Test Kitchen/Decision Records/Increase action context limit
Status: Decided, 1 Dec 2025
Author: Julie van der Hoop
Deciders: Julie van der Hoop, Sam Smith, Clare Ming, Mikhail Popov
Consulted: Product Analytics, Morten Warncke-Wang, Tran Tran, Dmitry Brant, Seddon
Date authored: 2025-11-19
Phabricator: T398021
Background
action_context is a field to collect contextual metadata that describes the circumstances or environment in which a user action or event occurred. In Test Kitchen, it's a short (maximum 64 characters) human-readable phrase to provide meaningful context for the event. The length limit is meant to dissuade data stuffing via JSON-encoded strings into this field.
Data stuffing is when we try to cram excessive, unstructured, or poorly organized data into event properties, often as large JSON blobs, rather than following a clean schema. It's a common anti-pattern in analytics instrumentation.
Problem
We do however run into scenarios where teams run up against the limit:
- Thread with Apps (Wikimedia Slack)
- Thread about Moderator Tools's experiment (Wikimedia Slack)
- T408142: Enable recording of user Input for “Something else” incident category
- T398021: Consider increasing the length of action_context property in the base schemas
Decision
Increase the limit from 64 characters to 320. Request that folks come to us when this gets in their way, and reinforce best practices when it comes to data stuffing.
Good use of action_context
- Timed ticks for measuring session length:
action: tick, action_context= {"time_s":<INT>} - How many articles are in the reading list when they add another?

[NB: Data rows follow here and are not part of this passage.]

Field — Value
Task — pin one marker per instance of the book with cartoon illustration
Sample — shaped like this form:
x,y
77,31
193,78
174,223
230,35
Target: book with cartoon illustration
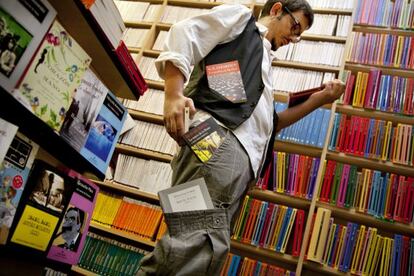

action: click, action_subtype: save_article_to_reading_list, action_context: {"article_count": <INT>} - When user visits their Watchlist, whether there are changes listed that the user can click on or if it's empty:
action: page_visit, action_context: {"has_changes":true}
Bad use of action_context
- Using it as a dumping ground for what might be useful, one day:
{ "action": "click", "action_source": "get_support", "action_context": { "page_name": "Special:Preferences", "scroll_position": 342, "mouse_x": 1024, "mouse_y": 768, "time_on_page": 47, "previous_5_pages": [...], "browser_memory_usage": "245MB", "cpu_usage": "23%", "network_speed": "4G" } }
Why is data stuffing bad?
When people stuff action_context with huge JSON objects:
- Privacy and data collection risks: Most important to WMF, it is too easy to accidentally log PII or sensitive data through data stuffing – we are often not thinking about the contextual attributes and their combinations which can interact to increase data collection risk.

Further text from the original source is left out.